La rigoureuse organisation de l’espace, l’aptitude à rendre l’atmosphère, l’aspect sculptural, la sensibilité intellectuelle, sont les attraits principaux de l’art de Léonard dans ce portrait.

C’est une œuvre précoce de Léonard et son premier portrait dont on connait le modèle -Ginevra Benci florentine de grande famille et son probable commanditaire, Bernardo Bembo (1433-1519).

Le tableau a été daté en 1474, l’année des noces de Ginevra, mais le rôle de Bernardo Bembo (ambassadeur de Venise à Florence, lié à Ginevra par un amour platonique) dans la commande du portrait pourrait décaler la date à 1475-76.

Au revers du tableau,

Sur un fond imitant le marbre, du porphyre, on retrouve, au centre, un rameau de genévrier , entouré d’une branche de palmier et d’une branche de laurier reliés entre eux par un phylactère portant l’inscription « la beauté est la parure de la vertu »
Il s’agit d’une devise qui peut exalter les qualités morales de la jeune femme. Le porphyre est un hommage à la fidélité. Le laurier et le palmier renvoient aux vertus intellectuelles et morales.

Les jeunes femmes de l’époque devaient se comporter avec dignité et modestie. La vertu était précieuse et gardée.

Avec ce portrait Léonard rompt avec la tradition florentine des portraits féminins représentés de profil et figés -des portraits de mariage.

Ginevra est représentée le buste de ¾ et le visage de face, attitude qui était réservée aux hommes.

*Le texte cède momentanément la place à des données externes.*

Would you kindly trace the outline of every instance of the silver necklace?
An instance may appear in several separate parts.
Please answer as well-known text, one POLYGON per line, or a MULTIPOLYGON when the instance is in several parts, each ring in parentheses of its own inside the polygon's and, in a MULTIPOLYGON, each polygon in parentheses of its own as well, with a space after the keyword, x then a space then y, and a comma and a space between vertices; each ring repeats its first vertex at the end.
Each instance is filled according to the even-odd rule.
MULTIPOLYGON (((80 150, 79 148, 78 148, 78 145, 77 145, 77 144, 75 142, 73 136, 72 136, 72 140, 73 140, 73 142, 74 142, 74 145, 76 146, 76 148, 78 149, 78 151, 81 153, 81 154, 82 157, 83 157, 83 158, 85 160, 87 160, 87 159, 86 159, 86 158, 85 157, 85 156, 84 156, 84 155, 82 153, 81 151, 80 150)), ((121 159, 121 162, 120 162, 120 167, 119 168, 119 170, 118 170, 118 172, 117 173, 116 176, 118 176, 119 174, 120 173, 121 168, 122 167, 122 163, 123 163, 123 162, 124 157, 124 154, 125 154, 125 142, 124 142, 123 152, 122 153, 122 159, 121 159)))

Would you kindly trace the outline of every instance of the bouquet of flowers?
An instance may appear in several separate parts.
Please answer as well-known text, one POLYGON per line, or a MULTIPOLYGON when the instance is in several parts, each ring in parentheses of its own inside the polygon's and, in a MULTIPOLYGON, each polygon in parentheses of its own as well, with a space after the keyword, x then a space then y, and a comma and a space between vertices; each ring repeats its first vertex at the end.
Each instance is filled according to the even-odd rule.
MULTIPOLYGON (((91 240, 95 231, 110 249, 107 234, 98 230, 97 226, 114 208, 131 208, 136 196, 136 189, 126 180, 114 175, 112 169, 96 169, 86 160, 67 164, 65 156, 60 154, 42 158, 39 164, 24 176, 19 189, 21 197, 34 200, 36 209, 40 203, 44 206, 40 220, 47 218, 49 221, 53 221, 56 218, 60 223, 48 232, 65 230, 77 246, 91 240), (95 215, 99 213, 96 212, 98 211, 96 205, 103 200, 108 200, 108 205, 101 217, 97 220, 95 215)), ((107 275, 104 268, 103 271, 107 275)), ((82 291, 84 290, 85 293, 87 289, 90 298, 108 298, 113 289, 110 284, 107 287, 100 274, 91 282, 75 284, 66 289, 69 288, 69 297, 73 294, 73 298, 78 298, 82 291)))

C’est avec cette innovation que Léonard apporte à ce portrait et les suivants, cette « expression de l’âme ».

 

Conclusion

Je laisse la conclusion à Vasari :

« Léonard de Vinci qui, en plus de la vivacité et de la hardiesse de sa composition, en plus de son aptitude à imiter, de la manière la plus subtile, tous les détails infimes de la nature…donna du mouvement et du souffle à ses figures grâce à de bons principes, à une meilleure ordonnance, une juste mesure, une composition parfaite et une grâce divine ».